In June 2013, the Mayor of London and the London Boroughs of Brent, Ealing and Hammersmith & Fulham released 'vision' consultation documents about the Old Oak Common area of west London. This involves a major development area for London, based around a new Old Oak Common railway station for High Speed 2 and Great Western Main Line, including Crossrail. The vision mentions a new branch of the London Overground system, connecting Old Oak to Hounslow, via Kew Bridge.

==Death of Sergey Stepnyak-Kravchinsky==
On 23 December 1895 the Ukrainian exile and anarchist Sergey Stepnyak-Kravchinsky (usually known as Stepniak) was killed by a train on the Hammersmith branch at Woodstock Road; there was a pedestrian crossing there, and the site later became the Woodstock Road station. He was walking from his house in Woodstock Road to resume a conference in Shepherds Bush, a moderately short walk. Climbing the stile at the crossing, he seems not to have heard the approaching North London Railway passenger train, and he was run over by it and died of injuries. The following day the Times newspaper reported

The accident took place between 10 and 11 o’clock in the morning at a point about three-quarters of a mile north of the Hammersmith and Chiswick terminus of [the N&SWJR]. M. Stepniak left his house in Woodstock-road, Bedford-park in order to resume a conference ... with a number of his associates in Russian propaganda work at the house of his chief colleague, M. Felix Volkhovsky. M. Volkhovsky lives in Shepherd’s-bush, a walk of only a few minutes from Bedford-park. Woodstock-road runs northward to the railway, and crosses it at a level crossing. M. Stepniak ... was caught by the engine of a train which was travelling in the direction of Acton, knocked on to the line, and dragged some yards along it. When the train was stopped the body was found to be very much mutilated.

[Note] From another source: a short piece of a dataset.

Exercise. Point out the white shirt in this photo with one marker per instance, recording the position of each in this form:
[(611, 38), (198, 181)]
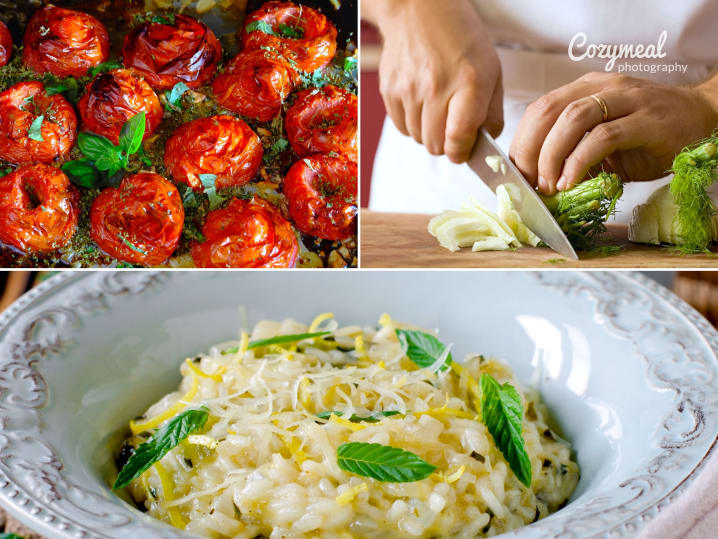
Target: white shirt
[(532, 40)]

It is stated that the driver noticed a man on the rails, and blew his whistle, but M. Stepniak, whether he heard it or not, took no notice of the warning.

In her diary, Olive Garnett claimed a plausible 28 mph for the train speed.

The inquest found accidental death; the evidence added some minor details: the train left Chiswick for Acton at 10.20. The driver was a North London Railway man. In evidence, the Traffic Superintendent of the NLR said that the line was leased from the original N&SWJR by a joint committee of the Midland, LNW and North London Railways, and was worked by the NLR.

Many books of recollections misreport several details: several state that the accident took place at the Bath Road level crossing; Reid, claiming that Stepniak was visiting Lucien Pissarro, son of the painter, even includes a photograph of the crossing, but it was gated and staffed at the time, and there was a footbridge.

These errors are repeated anecdotally by Hermynia zur Mühlen and several other derivative works.